Hoje, em sua sétima edição, o acampamento tem ganhado novo nome, ainda mais identitário, chamando-se EcoBrisa. Nele tinha gente de várias partes de Alagoas e fora do estado como de Sergipe e Pernambuco, participando de uma variedade de atividades, tais como: grupos de capoeira, painel artístico, oficinas de perna-de-pau, mosaico, yoga, exposição fotográfica – só para citar algumas das programações culturais e recreativas.

O Residencial Brisa do Lago conta com diversos equipamentos essenciais: uma escola, uma creche, um CRAS, uma unidade básica de saúse – UBS, mas esqueceu-se de cumprir com a efetivação do direito ao lazer, previsto em constituição, não construindo nenhuma praça ou área de convívio comum. O acampamento cultural EcoBrisa vem preenchendo essa vacância, para a alegria da criançada que tem sido o público mais fiel ano após ano.

É com a mudança de estações do ano que, os participantes podem armar suas barracas em meio à vegetação transicional de mata atlântica para a caatinga, bem no centro do estado alagoano, e encontrar um verdadeiro oásis quente pelo dia e frio pela noite, com direito a um fogão a lenha e banho de água fresca sob o céu diurno ou estrelado quando anoitece.

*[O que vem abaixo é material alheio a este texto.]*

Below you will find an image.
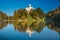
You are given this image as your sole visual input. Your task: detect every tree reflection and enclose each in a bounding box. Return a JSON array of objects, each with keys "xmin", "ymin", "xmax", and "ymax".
[
  {"xmin": 12, "ymin": 21, "xmax": 27, "ymax": 32},
  {"xmin": 12, "ymin": 21, "xmax": 45, "ymax": 32},
  {"xmin": 0, "ymin": 21, "xmax": 60, "ymax": 36},
  {"xmin": 30, "ymin": 22, "xmax": 44, "ymax": 32},
  {"xmin": 12, "ymin": 21, "xmax": 45, "ymax": 37},
  {"xmin": 0, "ymin": 21, "xmax": 8, "ymax": 29},
  {"xmin": 46, "ymin": 22, "xmax": 60, "ymax": 34}
]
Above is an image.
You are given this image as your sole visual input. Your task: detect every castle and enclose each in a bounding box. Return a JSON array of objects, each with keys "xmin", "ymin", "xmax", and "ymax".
[{"xmin": 25, "ymin": 4, "xmax": 35, "ymax": 13}]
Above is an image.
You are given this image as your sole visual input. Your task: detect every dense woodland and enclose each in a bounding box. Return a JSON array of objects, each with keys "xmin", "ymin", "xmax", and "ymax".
[
  {"xmin": 0, "ymin": 6, "xmax": 60, "ymax": 21},
  {"xmin": 0, "ymin": 8, "xmax": 44, "ymax": 21},
  {"xmin": 13, "ymin": 8, "xmax": 44, "ymax": 20}
]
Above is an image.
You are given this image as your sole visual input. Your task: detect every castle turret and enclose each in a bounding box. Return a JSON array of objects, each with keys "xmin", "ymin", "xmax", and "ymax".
[{"xmin": 25, "ymin": 4, "xmax": 35, "ymax": 13}]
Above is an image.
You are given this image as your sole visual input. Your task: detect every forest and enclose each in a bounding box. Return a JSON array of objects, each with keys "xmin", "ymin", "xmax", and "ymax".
[{"xmin": 0, "ymin": 6, "xmax": 60, "ymax": 23}]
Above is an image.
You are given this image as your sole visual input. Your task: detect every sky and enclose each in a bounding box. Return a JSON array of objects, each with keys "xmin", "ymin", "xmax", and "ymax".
[{"xmin": 0, "ymin": 0, "xmax": 60, "ymax": 16}]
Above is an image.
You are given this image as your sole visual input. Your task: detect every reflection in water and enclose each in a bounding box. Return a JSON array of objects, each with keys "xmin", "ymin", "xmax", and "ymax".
[
  {"xmin": 0, "ymin": 21, "xmax": 45, "ymax": 37},
  {"xmin": 12, "ymin": 21, "xmax": 45, "ymax": 37},
  {"xmin": 26, "ymin": 22, "xmax": 44, "ymax": 37},
  {"xmin": 46, "ymin": 22, "xmax": 60, "ymax": 34},
  {"xmin": 0, "ymin": 21, "xmax": 8, "ymax": 29},
  {"xmin": 0, "ymin": 21, "xmax": 60, "ymax": 37},
  {"xmin": 12, "ymin": 21, "xmax": 27, "ymax": 32}
]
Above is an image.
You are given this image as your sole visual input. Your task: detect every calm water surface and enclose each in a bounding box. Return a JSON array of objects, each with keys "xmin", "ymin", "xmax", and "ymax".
[{"xmin": 0, "ymin": 21, "xmax": 60, "ymax": 40}]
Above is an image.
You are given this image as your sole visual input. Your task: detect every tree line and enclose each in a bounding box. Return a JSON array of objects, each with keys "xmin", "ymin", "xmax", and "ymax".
[{"xmin": 0, "ymin": 6, "xmax": 60, "ymax": 21}]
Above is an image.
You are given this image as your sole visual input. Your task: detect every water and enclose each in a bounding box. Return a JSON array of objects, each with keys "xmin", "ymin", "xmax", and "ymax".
[{"xmin": 0, "ymin": 21, "xmax": 60, "ymax": 40}]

O EcoBrisa, que este ano foi realizado entre os últimos dias 15 a 18, tem tradição em ocorrer sempre no mês de setembro, na véspera do Dia da Árvore, comemorado no dia 21. Após um inverno focado no plantio de mudas nativas e num pequeno roçado, importantes parceiros como a Prefeitura de Arapiraca, a Defensoria Pública que levou o Expresso da Cidadania, o Sesc Alagoas com recreações, a oficina de cerâmica da Crieolaria, entre muitas outras parcerias, com custo zero para a comunidade, reforça o compromisso social que  o acampamento também carrega.

Aos 62 anos, Fátima pode não ter nenhuma formação superior ou até mesmo possuir riquezas, mas certamente, é um exemplo de que os saberes ancestrais podem andar juntos aos deveres de cidadãos, num País que leva nome de uma árvore (Pau-Brasil), mas que vê sua caatinga em processo de desertificação ou suas matas em desmatamento recorde, exceto nos 18 hectares com diversas espécies, a exemplo de juremas, craibeiras, canafístulas, inclusive arapiracas  – nome da cidade que também pertence a uma árvore.

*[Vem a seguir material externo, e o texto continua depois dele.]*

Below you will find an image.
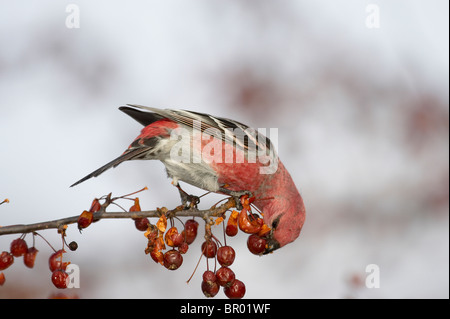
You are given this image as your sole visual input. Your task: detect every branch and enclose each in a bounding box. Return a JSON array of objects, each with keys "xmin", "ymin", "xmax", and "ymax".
[{"xmin": 0, "ymin": 197, "xmax": 237, "ymax": 236}]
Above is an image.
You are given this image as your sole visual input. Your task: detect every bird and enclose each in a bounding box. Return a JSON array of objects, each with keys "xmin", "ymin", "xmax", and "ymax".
[{"xmin": 71, "ymin": 104, "xmax": 305, "ymax": 253}]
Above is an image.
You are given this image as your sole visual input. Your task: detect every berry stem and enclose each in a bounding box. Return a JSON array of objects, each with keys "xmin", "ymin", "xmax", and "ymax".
[
  {"xmin": 33, "ymin": 231, "xmax": 57, "ymax": 253},
  {"xmin": 186, "ymin": 245, "xmax": 205, "ymax": 284}
]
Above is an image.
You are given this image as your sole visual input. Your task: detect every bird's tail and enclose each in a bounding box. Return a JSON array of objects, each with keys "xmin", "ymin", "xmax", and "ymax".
[{"xmin": 70, "ymin": 147, "xmax": 149, "ymax": 187}]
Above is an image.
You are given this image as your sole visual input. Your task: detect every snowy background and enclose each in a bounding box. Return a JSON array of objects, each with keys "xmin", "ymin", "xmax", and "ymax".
[{"xmin": 0, "ymin": 0, "xmax": 448, "ymax": 299}]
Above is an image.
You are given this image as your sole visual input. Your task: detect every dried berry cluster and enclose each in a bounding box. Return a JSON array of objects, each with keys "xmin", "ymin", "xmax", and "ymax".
[{"xmin": 133, "ymin": 195, "xmax": 271, "ymax": 299}]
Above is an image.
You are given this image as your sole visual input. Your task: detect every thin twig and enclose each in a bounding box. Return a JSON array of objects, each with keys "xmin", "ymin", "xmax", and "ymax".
[{"xmin": 0, "ymin": 197, "xmax": 237, "ymax": 236}]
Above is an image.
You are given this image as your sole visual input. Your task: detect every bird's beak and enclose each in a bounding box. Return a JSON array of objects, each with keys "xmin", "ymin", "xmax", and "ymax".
[{"xmin": 263, "ymin": 237, "xmax": 280, "ymax": 254}]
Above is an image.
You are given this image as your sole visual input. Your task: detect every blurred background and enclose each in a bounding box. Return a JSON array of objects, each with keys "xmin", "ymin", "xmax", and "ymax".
[{"xmin": 0, "ymin": 0, "xmax": 448, "ymax": 299}]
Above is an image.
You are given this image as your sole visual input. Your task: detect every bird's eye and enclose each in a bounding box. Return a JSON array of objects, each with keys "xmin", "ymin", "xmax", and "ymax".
[{"xmin": 271, "ymin": 215, "xmax": 282, "ymax": 229}]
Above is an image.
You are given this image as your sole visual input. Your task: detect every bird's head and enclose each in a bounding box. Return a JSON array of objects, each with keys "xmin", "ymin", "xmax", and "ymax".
[{"xmin": 259, "ymin": 192, "xmax": 306, "ymax": 254}]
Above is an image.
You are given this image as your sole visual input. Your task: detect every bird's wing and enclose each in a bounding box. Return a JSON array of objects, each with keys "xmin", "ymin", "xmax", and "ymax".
[{"xmin": 125, "ymin": 104, "xmax": 274, "ymax": 155}]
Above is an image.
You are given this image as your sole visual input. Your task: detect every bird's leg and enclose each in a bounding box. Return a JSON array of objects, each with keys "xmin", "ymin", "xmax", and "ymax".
[
  {"xmin": 219, "ymin": 186, "xmax": 252, "ymax": 210},
  {"xmin": 172, "ymin": 180, "xmax": 200, "ymax": 209}
]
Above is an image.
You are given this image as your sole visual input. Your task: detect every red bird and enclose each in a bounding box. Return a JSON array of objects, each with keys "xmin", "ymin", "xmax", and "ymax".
[{"xmin": 71, "ymin": 105, "xmax": 305, "ymax": 253}]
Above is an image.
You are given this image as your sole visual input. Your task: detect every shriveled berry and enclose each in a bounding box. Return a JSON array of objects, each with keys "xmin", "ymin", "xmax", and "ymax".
[
  {"xmin": 77, "ymin": 210, "xmax": 93, "ymax": 230},
  {"xmin": 216, "ymin": 266, "xmax": 235, "ymax": 287},
  {"xmin": 134, "ymin": 218, "xmax": 150, "ymax": 231},
  {"xmin": 201, "ymin": 280, "xmax": 219, "ymax": 298},
  {"xmin": 182, "ymin": 219, "xmax": 199, "ymax": 244},
  {"xmin": 68, "ymin": 241, "xmax": 78, "ymax": 251},
  {"xmin": 247, "ymin": 234, "xmax": 267, "ymax": 255},
  {"xmin": 201, "ymin": 240, "xmax": 217, "ymax": 258},
  {"xmin": 178, "ymin": 242, "xmax": 189, "ymax": 254},
  {"xmin": 217, "ymin": 246, "xmax": 236, "ymax": 267},
  {"xmin": 224, "ymin": 279, "xmax": 246, "ymax": 299},
  {"xmin": 49, "ymin": 250, "xmax": 69, "ymax": 272},
  {"xmin": 51, "ymin": 269, "xmax": 69, "ymax": 289},
  {"xmin": 10, "ymin": 238, "xmax": 28, "ymax": 257},
  {"xmin": 23, "ymin": 247, "xmax": 39, "ymax": 268},
  {"xmin": 163, "ymin": 250, "xmax": 183, "ymax": 270},
  {"xmin": 89, "ymin": 198, "xmax": 101, "ymax": 213},
  {"xmin": 150, "ymin": 249, "xmax": 164, "ymax": 265},
  {"xmin": 0, "ymin": 251, "xmax": 14, "ymax": 271}
]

Após uma noite com fogueira, Fátima organiza o pátio aberto do EcoBrisa para receber o público, majoritamente infantil, para novas atividades sob uma manhã fria, típica da época do ano. Foto: Juarez Moraes.

Não nos esqueçamos: a sombra que alivia em um dia quente, podemos encontrar na sabedoria ancestral de plantarmos uma árvore. Torcemos para que haja outras Fátimas espalhadas por esse País!